Publié par : nico nsb | décembre 6, 2010

Hijo de puta, Machete !

Ca y est, il est enfin sur les écrans le fameux ‘Machete‘ qui donne ses couleurs à ce blog depuis son ouverture. La fausse bande-annonce de Robert Rodriguez est à présent un long métrage, qu’il co-réalise avec un certain Ethan Maniquis. Un très bon divertissement du samedi soir, qui réactive l’esprit des cinémas de quartier. Et le public ne s’y trompe pas, venant nombreux et réagissant lors de scènes cultes ou applaudissant aux répliques mémorables. A voir obligatoirement en version originale.

« Machete n’envoie pas de texto. »

« Mais Machete improvise. »

Machete‘ – trailer

Si Robert Rodriguez n’a pas le talent d’un Tarantino, il lui laisse bien volontiers son arrogance insupportable, préférant enchaîner des séries B confectionnés avec amour et sincérité. D’honnêtes productions destinées à un public populaire plutôt qu’à celui du Festival de Cannes. Et c’est un véritable régal que de le voir donner enfin un grand rôle au fidèle Danny Trejo, pas vraiment un grand acteur expressif, mais vrai gueule de cinéma d’action.

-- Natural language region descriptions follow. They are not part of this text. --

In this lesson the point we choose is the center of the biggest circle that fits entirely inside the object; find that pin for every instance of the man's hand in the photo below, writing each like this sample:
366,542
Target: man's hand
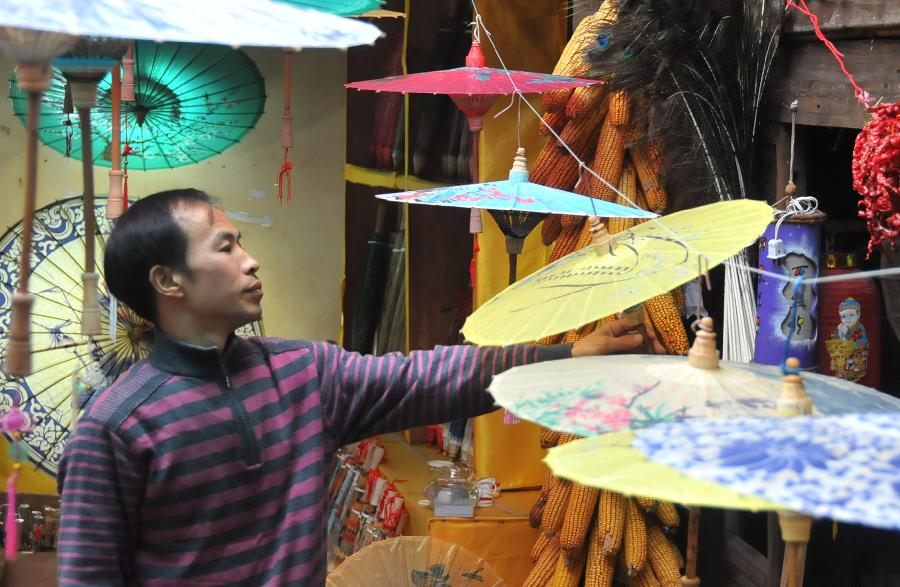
615,338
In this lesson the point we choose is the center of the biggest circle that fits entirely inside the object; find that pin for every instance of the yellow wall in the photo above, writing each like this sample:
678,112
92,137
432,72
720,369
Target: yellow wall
302,254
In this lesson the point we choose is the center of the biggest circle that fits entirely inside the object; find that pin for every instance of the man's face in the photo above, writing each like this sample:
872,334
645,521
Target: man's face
222,288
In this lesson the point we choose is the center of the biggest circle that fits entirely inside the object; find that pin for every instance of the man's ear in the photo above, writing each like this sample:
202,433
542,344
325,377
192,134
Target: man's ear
165,281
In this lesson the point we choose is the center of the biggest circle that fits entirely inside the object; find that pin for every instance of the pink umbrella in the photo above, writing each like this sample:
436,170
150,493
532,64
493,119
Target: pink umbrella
474,88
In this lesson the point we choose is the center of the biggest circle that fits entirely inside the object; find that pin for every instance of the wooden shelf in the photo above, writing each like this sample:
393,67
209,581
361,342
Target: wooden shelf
392,180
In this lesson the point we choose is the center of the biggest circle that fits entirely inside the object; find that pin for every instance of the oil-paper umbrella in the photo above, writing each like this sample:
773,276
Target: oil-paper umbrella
589,396
618,273
340,7
191,102
474,88
517,204
846,468
28,34
45,396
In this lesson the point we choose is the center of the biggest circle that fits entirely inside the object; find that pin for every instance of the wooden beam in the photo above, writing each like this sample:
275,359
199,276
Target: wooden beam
847,15
806,71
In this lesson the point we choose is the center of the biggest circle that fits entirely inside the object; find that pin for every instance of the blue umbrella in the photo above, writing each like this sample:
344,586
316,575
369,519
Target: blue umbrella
846,468
517,204
260,23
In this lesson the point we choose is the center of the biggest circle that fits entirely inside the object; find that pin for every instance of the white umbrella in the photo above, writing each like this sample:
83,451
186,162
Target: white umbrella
259,23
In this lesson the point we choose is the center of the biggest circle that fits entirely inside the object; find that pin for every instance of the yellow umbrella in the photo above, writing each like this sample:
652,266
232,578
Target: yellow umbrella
610,462
618,272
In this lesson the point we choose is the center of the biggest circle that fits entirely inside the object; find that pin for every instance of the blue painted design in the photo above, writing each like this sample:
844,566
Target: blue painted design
845,468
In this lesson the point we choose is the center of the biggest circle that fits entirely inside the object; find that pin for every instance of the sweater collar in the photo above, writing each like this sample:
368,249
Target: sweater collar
176,356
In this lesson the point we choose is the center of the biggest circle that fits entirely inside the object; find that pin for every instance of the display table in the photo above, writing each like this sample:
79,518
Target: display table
500,534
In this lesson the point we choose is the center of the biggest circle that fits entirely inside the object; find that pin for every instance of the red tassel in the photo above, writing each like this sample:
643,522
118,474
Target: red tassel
284,177
473,265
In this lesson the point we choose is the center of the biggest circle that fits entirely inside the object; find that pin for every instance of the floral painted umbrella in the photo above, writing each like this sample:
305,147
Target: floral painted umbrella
191,102
517,204
587,396
846,468
618,272
45,397
474,89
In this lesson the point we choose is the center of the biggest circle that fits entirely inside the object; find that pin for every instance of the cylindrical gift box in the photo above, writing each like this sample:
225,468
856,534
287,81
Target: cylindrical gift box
801,235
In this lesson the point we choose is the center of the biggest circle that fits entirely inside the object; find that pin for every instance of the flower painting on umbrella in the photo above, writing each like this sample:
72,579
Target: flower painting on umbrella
845,468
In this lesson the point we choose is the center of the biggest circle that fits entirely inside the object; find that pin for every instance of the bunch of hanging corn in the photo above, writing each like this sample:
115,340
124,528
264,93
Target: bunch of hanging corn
590,535
585,533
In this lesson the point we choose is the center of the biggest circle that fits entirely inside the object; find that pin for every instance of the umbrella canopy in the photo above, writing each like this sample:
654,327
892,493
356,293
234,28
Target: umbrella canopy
414,560
45,396
516,194
596,395
846,468
340,7
612,462
261,23
631,267
191,102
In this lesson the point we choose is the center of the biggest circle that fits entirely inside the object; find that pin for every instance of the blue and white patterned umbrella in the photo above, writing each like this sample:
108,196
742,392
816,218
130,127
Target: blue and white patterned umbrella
260,23
846,468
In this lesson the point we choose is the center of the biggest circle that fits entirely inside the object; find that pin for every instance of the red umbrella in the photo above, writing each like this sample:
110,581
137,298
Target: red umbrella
474,88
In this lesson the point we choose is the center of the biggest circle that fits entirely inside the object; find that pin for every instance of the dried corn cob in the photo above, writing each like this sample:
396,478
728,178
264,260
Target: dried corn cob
647,168
540,544
647,504
663,558
611,511
635,540
555,508
583,100
600,567
537,510
569,568
608,161
549,437
579,513
667,515
542,571
555,120
628,186
550,165
666,319
644,578
619,110
580,134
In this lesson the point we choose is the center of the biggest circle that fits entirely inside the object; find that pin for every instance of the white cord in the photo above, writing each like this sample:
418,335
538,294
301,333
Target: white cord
796,206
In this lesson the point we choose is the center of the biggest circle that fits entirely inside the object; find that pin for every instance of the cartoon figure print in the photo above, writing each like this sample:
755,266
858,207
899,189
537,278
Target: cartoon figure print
849,345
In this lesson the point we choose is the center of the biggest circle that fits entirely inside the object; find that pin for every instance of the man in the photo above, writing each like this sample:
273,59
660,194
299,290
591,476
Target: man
206,464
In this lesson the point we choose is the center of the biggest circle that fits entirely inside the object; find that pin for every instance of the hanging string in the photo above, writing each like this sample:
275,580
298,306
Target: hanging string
285,183
862,96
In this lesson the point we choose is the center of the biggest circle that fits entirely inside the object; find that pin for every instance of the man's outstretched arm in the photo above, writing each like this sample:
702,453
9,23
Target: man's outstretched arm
363,395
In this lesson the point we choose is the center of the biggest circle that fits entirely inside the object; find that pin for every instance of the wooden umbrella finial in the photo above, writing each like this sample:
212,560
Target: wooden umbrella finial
703,353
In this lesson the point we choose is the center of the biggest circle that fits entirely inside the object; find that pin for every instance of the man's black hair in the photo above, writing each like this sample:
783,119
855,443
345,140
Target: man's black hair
147,234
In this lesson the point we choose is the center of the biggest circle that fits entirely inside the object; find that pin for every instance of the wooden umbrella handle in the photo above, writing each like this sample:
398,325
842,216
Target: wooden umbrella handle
90,308
18,350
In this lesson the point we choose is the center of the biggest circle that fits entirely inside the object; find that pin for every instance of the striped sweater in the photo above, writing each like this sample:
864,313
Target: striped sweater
201,467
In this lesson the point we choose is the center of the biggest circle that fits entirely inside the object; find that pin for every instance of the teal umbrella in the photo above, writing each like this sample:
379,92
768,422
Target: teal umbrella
191,103
339,7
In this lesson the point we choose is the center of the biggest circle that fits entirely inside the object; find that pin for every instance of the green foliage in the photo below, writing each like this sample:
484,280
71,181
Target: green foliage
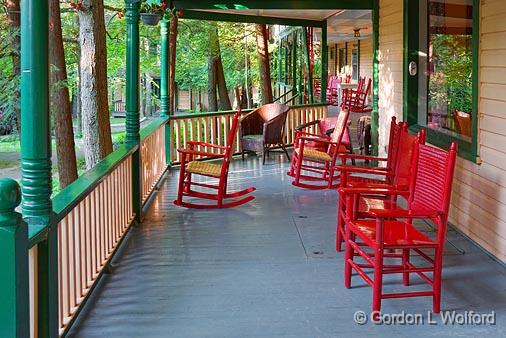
451,82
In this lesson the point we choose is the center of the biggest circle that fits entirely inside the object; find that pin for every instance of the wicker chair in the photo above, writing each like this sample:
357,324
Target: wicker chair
263,128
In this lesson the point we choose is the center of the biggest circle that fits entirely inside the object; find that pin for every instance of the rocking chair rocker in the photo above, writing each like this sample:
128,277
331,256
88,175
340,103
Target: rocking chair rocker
190,166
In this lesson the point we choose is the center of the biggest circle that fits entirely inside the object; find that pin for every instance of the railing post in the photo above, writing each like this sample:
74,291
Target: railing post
164,83
132,99
325,64
36,156
14,308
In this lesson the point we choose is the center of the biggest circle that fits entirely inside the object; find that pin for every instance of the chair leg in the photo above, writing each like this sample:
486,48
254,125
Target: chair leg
438,265
348,256
286,152
182,174
339,227
405,263
378,280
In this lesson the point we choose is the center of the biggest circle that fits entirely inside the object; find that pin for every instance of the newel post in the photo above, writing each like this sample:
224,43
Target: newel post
36,182
14,307
132,99
164,82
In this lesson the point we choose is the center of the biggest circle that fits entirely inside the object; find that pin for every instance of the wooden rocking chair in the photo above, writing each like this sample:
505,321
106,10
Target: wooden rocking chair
308,159
189,167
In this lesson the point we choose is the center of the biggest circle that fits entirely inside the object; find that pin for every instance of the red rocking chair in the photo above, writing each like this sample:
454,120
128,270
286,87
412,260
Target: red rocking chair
189,167
392,230
317,154
397,178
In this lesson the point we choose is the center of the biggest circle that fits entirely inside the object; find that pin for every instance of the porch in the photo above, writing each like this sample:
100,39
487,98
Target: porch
268,268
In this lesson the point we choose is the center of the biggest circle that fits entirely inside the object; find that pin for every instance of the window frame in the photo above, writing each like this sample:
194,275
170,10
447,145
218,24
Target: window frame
467,150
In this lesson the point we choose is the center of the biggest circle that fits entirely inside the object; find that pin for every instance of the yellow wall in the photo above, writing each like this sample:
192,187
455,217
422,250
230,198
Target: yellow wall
390,66
478,206
479,194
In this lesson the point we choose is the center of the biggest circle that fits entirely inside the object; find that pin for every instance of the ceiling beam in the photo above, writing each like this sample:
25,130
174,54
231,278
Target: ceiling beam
275,4
226,17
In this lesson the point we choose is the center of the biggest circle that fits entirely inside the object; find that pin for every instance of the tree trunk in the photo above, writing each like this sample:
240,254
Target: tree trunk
14,20
94,98
60,100
215,58
264,65
172,63
212,76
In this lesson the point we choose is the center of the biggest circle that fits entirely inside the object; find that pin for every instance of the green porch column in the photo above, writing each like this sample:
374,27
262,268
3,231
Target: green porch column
375,79
164,68
325,64
294,63
164,82
308,64
36,156
132,98
14,308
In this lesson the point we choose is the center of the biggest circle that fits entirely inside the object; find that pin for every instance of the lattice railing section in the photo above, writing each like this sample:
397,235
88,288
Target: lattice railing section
153,160
88,236
213,127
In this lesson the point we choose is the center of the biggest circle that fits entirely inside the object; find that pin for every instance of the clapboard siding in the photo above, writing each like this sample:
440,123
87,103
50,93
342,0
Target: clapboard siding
478,205
390,66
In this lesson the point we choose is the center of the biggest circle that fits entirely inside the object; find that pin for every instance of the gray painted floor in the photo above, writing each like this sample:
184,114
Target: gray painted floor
268,269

Machete‘ traite à sa manière de la frontière, thème classique du cinéma américain. Sauf qu’ici le film adopte le point de vue des émigrés du sud, les latinos, ceux qui ont tout quitté pour se reconstruire une vie plus digne. Et le film n’hésite pas à envoyer quelques vérités qui dérangent les discours actuels de certains politiciens (l’Arizona et ses lois racistes sont visés). Hasard de l’actualité, on trouve cette semaine le contre-exemple en salle avec ‘Monsters‘, où un couple d’américains (bien fades les gringos) essaie lui aussi de traverser la frontière, mais pour retrouver leur petite vie confortable et bien réglée.

Chez Rodriguez, les personnages sont stéréotypés à l’excès et le réalisateur revendique ses choix : la complicité avec les spectateurs est immédiate (quel casting ! même Steven Seagal est bon !), nous sommes dans le cinéma d’exploitation (clin d’oeil à Shaft), un cinéma généreux. L’image est sale, le grain épais, les couleurs légèrement passées et la bande saute parfois avec ses mauvais collages. ‘Machete‘ est esthétiquement à l’opposé des images lisses et pures d’un ‘Avatar’. Il est amusant de constater que Michelle Rodriguez passe de l’univers tout-numérique de James Cameron à celui plus artisanal (en apparence du moins) de Robert Rodriguez, pour des emplois féminins tout aussi virils. Et les acteurs, justement, prennent un malin plaisir à charger la dose, tel Robert DeNiro dans le rôle d’une crapule de sénateur populiste et raciste. Mais le propos est moins un règlement de compte entre les deux côtés du Rio Grande (« souviens-toi d’Alamo ! »), que la revendication d’un espace vital. Celui de Machete, rebelle au visage dur, buriné par la vie et un soleil impitoyable, aux longs cheveux noirs revendiquant peut-être des origines indiennes. Danny Trejo incarne ici pour nous le paria sans terre -trahi par ses frères mexicains, pourchassé par les américains-, un héros déchu (tel un ronin dans les films de samourais) qui lutte (à l’arme blanche) pour son droit à exister dans un monde binaire qui n’a rien prévu pour lui. La frontière est bien une zone sauvage, aux limites de la civilisation et des lois. C’est la lutte des places. La sienne, Danny-Machete la trace à coup de machette s’il le faut. Dans une main donc, une lame, dans l’autre Jessica Alba : elle est pas belle la vie ?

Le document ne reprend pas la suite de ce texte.